January 19, 2009

Mad Merry Goes to Skinny Bitch Boot Camp

A note to PR people:
Below are my official product review guidelines. They have not been reviewed by my esteemed co-blogger, as Ms. Crabby McSlacker is currently in re-crab, trying out for American Idol, in seclusion working on her next post driving hundreds of miles to eat at her favorite restaurant.

Yes, I will be glad to review products, under the following conditions:

1 - I like the product, or at least think it will make an interesting post.
2 - You understand that I will write about the positive and the negative aspects of the product.
3 - You tell me up front, before I agree to the review, if there are any urgent deadlines for a product review. Otherwise, my aim is to review the product within 3 weeks of receiving it.

Please keep condition #3 in mind.

In particular, avoid the following scenario:

Do not send me a DVD on a Friday afternoon, then on Monday morning send me an email saying you need me to review it within the week.
If I demur, do not send me an irate email claiming you sent the DVD "a long time ago."
Also, do not then try to nice-guilt me into doing the review asap when I've already explained to you that that would mean breaking my word to other PR people, i.e. people to whom I've already given a commitment.

Okay, are we clear? Good.

With that in mind, I would like to mention that my review of the Skinny Bitch Boot Camp DVD might have a wee bit of a negative bias...

...because right now I'm kind of pissed off.

At the start, all I knew about the Skinny Bitches was a guest post written by the fabulous Jamie back in April. So aside from my encounter with a certain PR person, I put the DVD into the player without knowing what to expect.

I hit Play All and waited. Looking back, that was where I made my mistake.

The DVD started out with a brief talk by the Skinny Bitches. I'm not sure what it was about, because I zoned out after the first 30 seconds, but I think it was supposed to be meaningful and uplifting.
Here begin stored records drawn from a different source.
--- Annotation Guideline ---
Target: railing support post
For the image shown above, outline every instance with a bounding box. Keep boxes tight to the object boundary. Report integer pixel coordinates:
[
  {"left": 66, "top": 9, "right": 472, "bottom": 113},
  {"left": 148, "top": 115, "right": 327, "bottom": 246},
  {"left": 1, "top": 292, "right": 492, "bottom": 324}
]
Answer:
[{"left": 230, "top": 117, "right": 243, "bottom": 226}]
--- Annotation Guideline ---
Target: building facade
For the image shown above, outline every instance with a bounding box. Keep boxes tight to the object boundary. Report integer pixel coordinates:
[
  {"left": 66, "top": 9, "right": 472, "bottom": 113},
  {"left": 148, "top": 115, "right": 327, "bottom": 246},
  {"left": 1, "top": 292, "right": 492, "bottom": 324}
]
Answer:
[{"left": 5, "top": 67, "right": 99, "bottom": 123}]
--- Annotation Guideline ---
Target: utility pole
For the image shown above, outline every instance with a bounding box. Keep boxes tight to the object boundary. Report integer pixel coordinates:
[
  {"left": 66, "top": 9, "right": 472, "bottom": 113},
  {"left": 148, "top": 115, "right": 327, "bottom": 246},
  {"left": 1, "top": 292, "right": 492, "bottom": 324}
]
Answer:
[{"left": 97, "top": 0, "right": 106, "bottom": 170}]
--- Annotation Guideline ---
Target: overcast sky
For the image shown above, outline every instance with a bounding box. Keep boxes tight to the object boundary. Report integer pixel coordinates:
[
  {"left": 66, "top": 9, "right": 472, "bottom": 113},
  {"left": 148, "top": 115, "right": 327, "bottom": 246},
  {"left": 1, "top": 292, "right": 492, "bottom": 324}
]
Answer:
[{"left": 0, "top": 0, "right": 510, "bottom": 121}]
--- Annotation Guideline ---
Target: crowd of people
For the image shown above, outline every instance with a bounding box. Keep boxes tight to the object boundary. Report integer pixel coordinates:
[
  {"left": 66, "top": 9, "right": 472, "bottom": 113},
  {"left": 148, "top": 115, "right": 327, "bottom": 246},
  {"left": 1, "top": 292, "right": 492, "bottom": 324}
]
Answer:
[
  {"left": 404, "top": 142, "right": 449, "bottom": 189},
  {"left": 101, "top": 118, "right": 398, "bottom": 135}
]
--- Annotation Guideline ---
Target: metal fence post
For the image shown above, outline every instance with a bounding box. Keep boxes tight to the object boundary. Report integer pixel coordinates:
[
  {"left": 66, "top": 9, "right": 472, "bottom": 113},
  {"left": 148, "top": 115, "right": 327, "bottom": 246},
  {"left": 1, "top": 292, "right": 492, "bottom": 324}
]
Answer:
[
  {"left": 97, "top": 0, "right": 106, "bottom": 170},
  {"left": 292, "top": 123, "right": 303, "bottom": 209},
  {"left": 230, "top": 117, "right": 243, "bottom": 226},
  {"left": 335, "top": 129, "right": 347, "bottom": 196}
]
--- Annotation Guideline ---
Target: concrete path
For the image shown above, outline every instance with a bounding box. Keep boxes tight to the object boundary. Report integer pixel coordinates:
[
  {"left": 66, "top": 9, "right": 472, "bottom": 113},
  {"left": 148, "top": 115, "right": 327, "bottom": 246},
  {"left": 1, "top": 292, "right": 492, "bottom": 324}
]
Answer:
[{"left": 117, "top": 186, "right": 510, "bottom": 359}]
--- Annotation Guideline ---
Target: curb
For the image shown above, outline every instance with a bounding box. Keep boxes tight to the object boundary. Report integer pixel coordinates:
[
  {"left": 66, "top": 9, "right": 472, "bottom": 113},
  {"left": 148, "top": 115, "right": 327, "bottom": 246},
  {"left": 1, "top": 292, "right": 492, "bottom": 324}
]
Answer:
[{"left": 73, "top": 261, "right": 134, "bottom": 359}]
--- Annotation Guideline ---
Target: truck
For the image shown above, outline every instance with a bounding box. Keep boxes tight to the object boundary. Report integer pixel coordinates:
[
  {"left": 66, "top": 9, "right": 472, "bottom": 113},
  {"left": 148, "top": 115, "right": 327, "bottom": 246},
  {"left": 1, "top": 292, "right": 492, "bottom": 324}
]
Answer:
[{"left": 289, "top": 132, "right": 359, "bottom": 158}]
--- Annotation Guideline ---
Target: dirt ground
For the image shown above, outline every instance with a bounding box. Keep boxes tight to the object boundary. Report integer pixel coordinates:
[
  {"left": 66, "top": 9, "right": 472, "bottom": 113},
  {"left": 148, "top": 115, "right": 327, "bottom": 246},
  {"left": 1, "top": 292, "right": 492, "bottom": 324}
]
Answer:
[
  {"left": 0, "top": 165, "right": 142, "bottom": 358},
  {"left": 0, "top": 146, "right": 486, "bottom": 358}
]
Then after a brief pause there came another uplifting and meaningful talk. Again, I zoned out. It wasn't a repeat of the first talk, because they were wearing different outfits.

Then came the warm up, and damn me if they didn't start that out with more of the uplifting and meaningful crap. The mouths get quite the workout in this DVD.

The Skinny Bitches (Mouth) Warmup:

They did glib little exercises. And they never stopped talking.
Then they did superficial little stretches. And they never shut up.

Most exercise DVDs have an instructor who stands up front and talks a lot, but usually they give the impression they actually mean what they're saying. Listening to compliments about the Skinny Bitches' cute butts got old very quickly. Likewise, comments like "Whew! I'm sweatin'!" one minute into the warm up came across as completely insincere. I found myself wishing they would depart from the "you go girl!" persona and delve into a deeply convoluted dissertation on Wittgenstein's views on neo-Nazi cross-dressing. Something, anything different from this meaningless patter.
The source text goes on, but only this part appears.